Ce qui se nomme aporie

L'exigence démocratique

On pourrait de ceci reprendre l'analyse d'E Morin et supposer que c'est de la complexité même de la situation, de l'impasse même où nous nous sommes placés que naîtra la réponse.

Ce qui est sûr c'est qu'aucune société, atomisée comme elle l'est devenue désormais, n'a d'avenir. Qu'elle ne peut se dépasser qu'en se réunissant autant de ce qui la fonde, et qui, en république, se nomme reconnaîssance de la volonté générale, respect de la loi qui la garantit.

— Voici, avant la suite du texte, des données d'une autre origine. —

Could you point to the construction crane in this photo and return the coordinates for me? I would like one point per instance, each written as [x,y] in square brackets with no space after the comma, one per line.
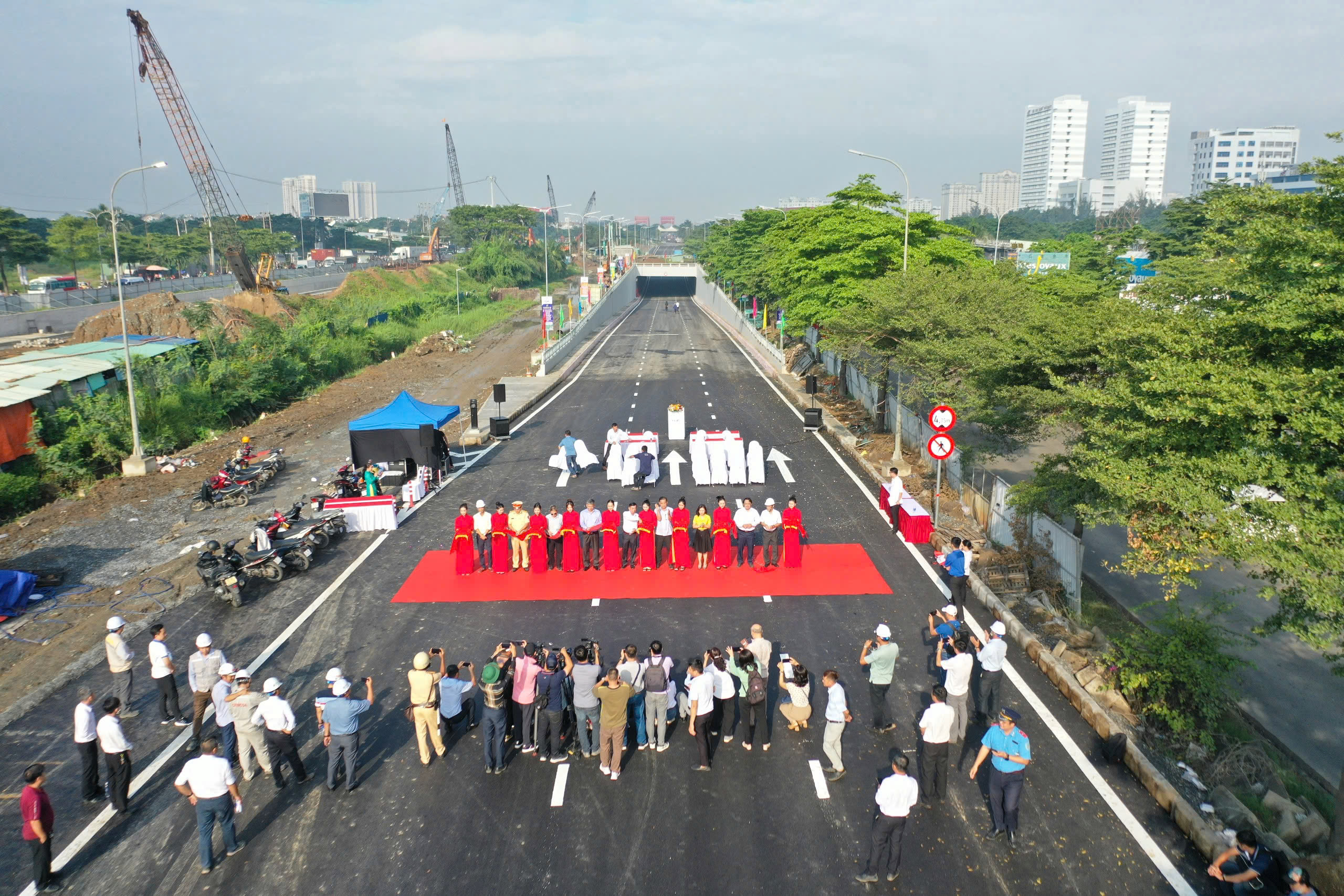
[224,225]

Nous ne saurions oublier les leçons philosophiques sur la liberté qui apparaît moins comme un état que comme un processus par quoi la volonté tente sinon de contre-carrer en tout cas d'utiliser les déterminismes pour asseoir sa position - n'est-ce pas, après tout exactement ce en quoi consiste la technique ? que la liberté ne saurait être une réalité garantie mais demeure un désir, si violent, qu'il anime la totalité de nos actions ; qu'en conséquence le politique est moins affaire de pouvoir que de puissance.

Dire de la démocratie qu'elle est une exigence c'est à la fois dire qu'elle n'est jamais réalisée mais aussi qu'elle demeure toujours à réinventer. Que l'essence du politique gît en ceci : le refus de la soumission, le rejet de tout fatalisme et la noblesse ambivalente de la révolte et de la sujétion à l'intérêt commun.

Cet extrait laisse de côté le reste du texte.